The Half Burnt House
By Alex North
Michael Joseph 384pp £14.99
This is a tough novel on many levels, dealing with abuse, cruelty, vicious sibling rivalry, mental illness, addiction and all kinds of distress. Two siblings brought up by a serial killer father take different routes into adult life. One works as his father’s ‘angel-making’ assistant, while the other breaks free. We are dropped into their story when the police launch an investigation into the death of an elderly man in a large and gloomy house. Interspersed throughout the narrative are discussions of such ideas as predestination and free will. North ends the novel with an encouraging suggestion that it may be possible to live as one chooses and not as a prisoner of one’s background and experiences.
The Translator
By Harriet Crawley
Bitter Lemon Press 416pp £16.99
Harriet Crawley worked in Moscow for almost twenty years and uses her experience to great effect in this grown-up novel about grown-up characters living on the edge as they make life-and-death decisions. Clive Franklin is a Foreign Office translator, summoned at the last minute to accompany the British prime minister to a meeting with the Russian president. Clive’s opposite number in Russia is an old love, Marina Volina, who left him to marry one of her fellow countrymen and whom he hasn’t seen for a decade. Their relationship is full of desire and mutual wariness. The details of their work are convincing, as is the portrayal of Marina’s simultaneous devotion to Russia and hatred of the current regime and high-level corruption.
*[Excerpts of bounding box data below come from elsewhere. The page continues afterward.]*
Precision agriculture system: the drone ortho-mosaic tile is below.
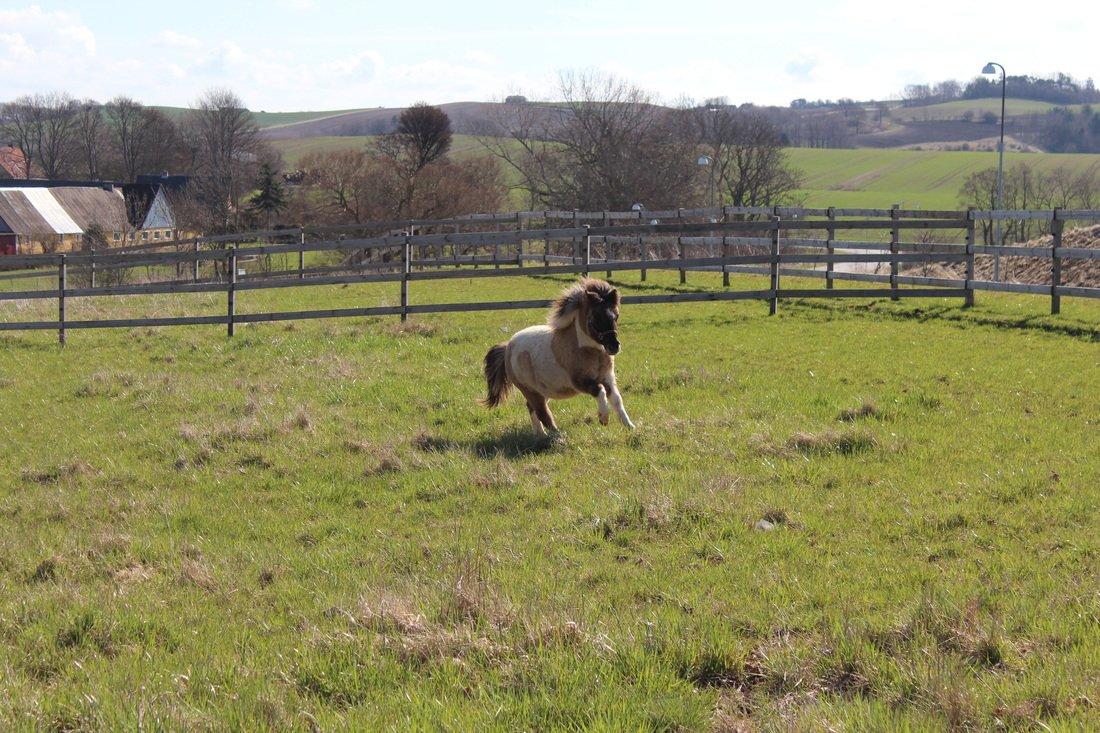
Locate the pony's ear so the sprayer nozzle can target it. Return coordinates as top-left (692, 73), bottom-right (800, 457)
top-left (584, 288), bottom-right (604, 305)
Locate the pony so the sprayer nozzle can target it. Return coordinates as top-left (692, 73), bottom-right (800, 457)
top-left (482, 277), bottom-right (634, 437)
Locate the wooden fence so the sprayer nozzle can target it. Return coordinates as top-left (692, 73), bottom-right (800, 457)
top-left (0, 207), bottom-right (1100, 343)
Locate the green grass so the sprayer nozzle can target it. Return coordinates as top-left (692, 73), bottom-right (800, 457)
top-left (156, 107), bottom-right (371, 128)
top-left (272, 135), bottom-right (497, 167)
top-left (788, 147), bottom-right (1100, 209)
top-left (0, 273), bottom-right (1100, 730)
top-left (274, 135), bottom-right (1100, 209)
top-left (890, 97), bottom-right (1084, 120)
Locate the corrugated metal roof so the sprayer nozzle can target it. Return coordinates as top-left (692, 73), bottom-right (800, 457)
top-left (0, 188), bottom-right (54, 234)
top-left (4, 188), bottom-right (84, 234)
top-left (50, 186), bottom-right (129, 231)
top-left (0, 186), bottom-right (129, 236)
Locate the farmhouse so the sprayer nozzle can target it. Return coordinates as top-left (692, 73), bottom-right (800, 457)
top-left (0, 180), bottom-right (175, 254)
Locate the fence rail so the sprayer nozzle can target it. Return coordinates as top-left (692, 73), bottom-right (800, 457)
top-left (0, 207), bottom-right (1100, 343)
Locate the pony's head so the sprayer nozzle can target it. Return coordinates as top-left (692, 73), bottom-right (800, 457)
top-left (550, 277), bottom-right (620, 357)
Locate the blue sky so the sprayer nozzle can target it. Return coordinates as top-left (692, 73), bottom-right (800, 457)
top-left (0, 0), bottom-right (1100, 111)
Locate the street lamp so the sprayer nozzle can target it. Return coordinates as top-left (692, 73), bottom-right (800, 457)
top-left (695, 155), bottom-right (714, 209)
top-left (981, 62), bottom-right (1005, 283)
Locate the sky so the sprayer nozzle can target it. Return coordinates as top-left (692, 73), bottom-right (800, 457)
top-left (0, 0), bottom-right (1100, 111)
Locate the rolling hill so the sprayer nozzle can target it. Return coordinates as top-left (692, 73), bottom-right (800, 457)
top-left (273, 135), bottom-right (1100, 209)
The plot is clever, the writing elegant, the characters sympathetic and the action exciting.
Freeze
By Kate Simants
Viper 400pp £14.99
The traditional locked-room-mystery format has been updated in this story of a reality television show being filmed in the Arctic on the tightest possible budget. Will, the producer’s home-based partner, has cut costs to the bone, which means an underqualified researcher is in charge of the logistics and a much smaller and less well-equipped ship has been substituted for the one originally specified. The weather is threatening and an unfeasibly large number of the characters are harbouring secrets, guilt, hatred and vengeful thoughts. But if plausibility is not your concern, this novel has a lot to offer. It moves fast, the tension is high and the two main characters are likeable in their different ways.
Fear and Clothing: Dress in English Detective Fiction between the First and Second World Wars
By Jane Custance Baker
Bloomsbury 264pp £85
In this expanded version of her PhD thesis, Jane Custance Baker offers an entertaining analysis of the clues provided by descriptions of clothes in interwar crime fiction. These are clues to far more than fictional crimes, covering changing attitudes to masculinity, women, foreigners, empire and, above all, class. The book also suggests reasons for crime fiction’s popularity then and now, quoting one commentator who believes that reading a thriller has much the same effect on the brain as snorting cocaine. And for those who consider the genre too frivolous to be taken seriously, Baker quotes Lady Mary Wortley Montagu, writing in the 18th century: ‘Perhaps you will say, I should not take my ideas of the manners of the times from such trifling authors; but it is more truly to be found among them, than from any historian: as they write merely to get money, they always fall into the notions that are most acceptable to the present taste.’